He tried to step toward me again, like that was going to magically fix everything. “If I lost?—”
“If you lost,” I echoed, voice rising. “So your big loyalty-based strategy was to gamble me away in case you failed?! Like some kind of backup prize?”
He scoffed like I’d said something ridiculous, like I was the dramatic one here. Cute.
“It was just a stupid game! It’s not even about you?—”
“But it is about me!” I burst out, the heat in my chest boiling over. “You literally used me as the centerpiece of your pissing match with Volkov! That’s, like, the definition of about me!”
“Do you even hear yourself right now?” he shot back, rubbing his temples like I was the one being difficult. “Telling him no would’ve made it worse!”
“Oh wow, sorry for not supporting your fragile ego warfare,” I said sweetly, the sarcasm dripping like poison honey. People nearby were definitely noticing now. Whatever. Add “public spectacle” to the playlist of humiliation.

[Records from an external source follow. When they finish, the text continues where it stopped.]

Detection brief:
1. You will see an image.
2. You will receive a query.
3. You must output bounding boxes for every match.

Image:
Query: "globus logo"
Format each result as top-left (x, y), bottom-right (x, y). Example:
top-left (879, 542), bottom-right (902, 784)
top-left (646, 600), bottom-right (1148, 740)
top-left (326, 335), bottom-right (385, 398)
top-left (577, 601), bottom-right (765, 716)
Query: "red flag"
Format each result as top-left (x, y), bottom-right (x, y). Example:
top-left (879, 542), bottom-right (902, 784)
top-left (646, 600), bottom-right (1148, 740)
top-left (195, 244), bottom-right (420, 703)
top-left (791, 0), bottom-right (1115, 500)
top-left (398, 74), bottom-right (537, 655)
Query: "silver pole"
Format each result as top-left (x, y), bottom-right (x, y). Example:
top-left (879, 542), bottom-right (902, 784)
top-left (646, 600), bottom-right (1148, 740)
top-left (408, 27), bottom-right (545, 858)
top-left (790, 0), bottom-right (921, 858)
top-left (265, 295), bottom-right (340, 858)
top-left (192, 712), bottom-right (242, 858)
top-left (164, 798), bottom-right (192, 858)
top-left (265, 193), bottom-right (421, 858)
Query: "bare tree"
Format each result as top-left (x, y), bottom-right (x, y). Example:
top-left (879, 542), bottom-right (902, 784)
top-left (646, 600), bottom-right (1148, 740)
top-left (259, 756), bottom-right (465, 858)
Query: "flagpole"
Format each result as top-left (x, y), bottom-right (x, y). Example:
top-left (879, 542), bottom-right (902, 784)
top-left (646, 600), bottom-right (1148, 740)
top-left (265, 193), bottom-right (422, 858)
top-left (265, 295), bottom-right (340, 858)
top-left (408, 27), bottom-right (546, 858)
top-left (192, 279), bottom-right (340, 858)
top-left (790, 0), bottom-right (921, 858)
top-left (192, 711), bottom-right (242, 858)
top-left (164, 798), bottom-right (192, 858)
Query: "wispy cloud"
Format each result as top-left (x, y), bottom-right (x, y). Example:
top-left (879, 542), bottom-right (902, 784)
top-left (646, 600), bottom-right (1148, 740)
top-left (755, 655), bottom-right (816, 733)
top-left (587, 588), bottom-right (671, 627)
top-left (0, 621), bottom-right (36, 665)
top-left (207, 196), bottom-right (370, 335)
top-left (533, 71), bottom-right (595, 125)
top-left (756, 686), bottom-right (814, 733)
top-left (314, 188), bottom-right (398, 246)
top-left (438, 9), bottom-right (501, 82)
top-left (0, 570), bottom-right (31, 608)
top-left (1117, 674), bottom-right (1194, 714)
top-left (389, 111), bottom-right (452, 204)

I sucked in a deep breath, telling myself not to cry because that would just make him think he’d won. Like this was just another little argument we’d laugh about later.
No. Not this time.
“You know what?” I said, calm suddenly. Dangerously calm. Chillingly reality-show finale calm. “You should go.”
He blinked. “Me? Go?”
“Yes. Go. I’ll Uber.”
“Don’t be ridiculous.” His voice was full of disbelief. “I’ll take you home.”
“I don’t want to go home with you.”
The words fell out like sharp snowflakes, cold and clean. His face froze.
“Why?” he asked, and I swear, he looked genuinely confused.
I laughed—just once, bitter and bright. “Do I really need to re-explain that you made a bet involving me doing who-knows-what with your literal nemesis?”
“It was if I lost!” he shouted, like that changed the entire tone of the thing.
“If your team lost,” I corrected, my voice low and final. “So yeah, you didn’t think you’d lose—but you were willing to risk me, anyway.”
He stared at me, speechless for once. Good.
I spun on my heel, practically vibrating with leftover rage as I stormed back into the bar. My heart was still doing somersaults like a caffeinated gymnast and honestly? I felt like I might explode into glitter and fury at any moment. Mikel had taken off—stormed off, actually—leaving me alone with a whole suitcase of regret, embarrassment, and the kind of angry tears that taste like salt and betrayal.
I needed out. Out of this bar, out of this night, out of this freaking emotional hostage situation.
I ducked my head and power-walked through the swarm of people, hoping if I looked invisible, I’d be invisible. I didn’t want eye contact, conversation, or even an accidental brush of elbows. And I definitely didn’t want to see him.
But of course. Because the universe loves chaos.
Oh no.
No no no no no.
"Ah. The girl with the freckles."
That voice? Deep. Russian. Problematic.
Nikolai freaking Volkov.
My stomach did a betrayal-flip. Panic spiked like someone had jammed an adrenaline EpiPen into my thigh. I sped up, aiming for the back exit like it was the escape hatch off the Titanic.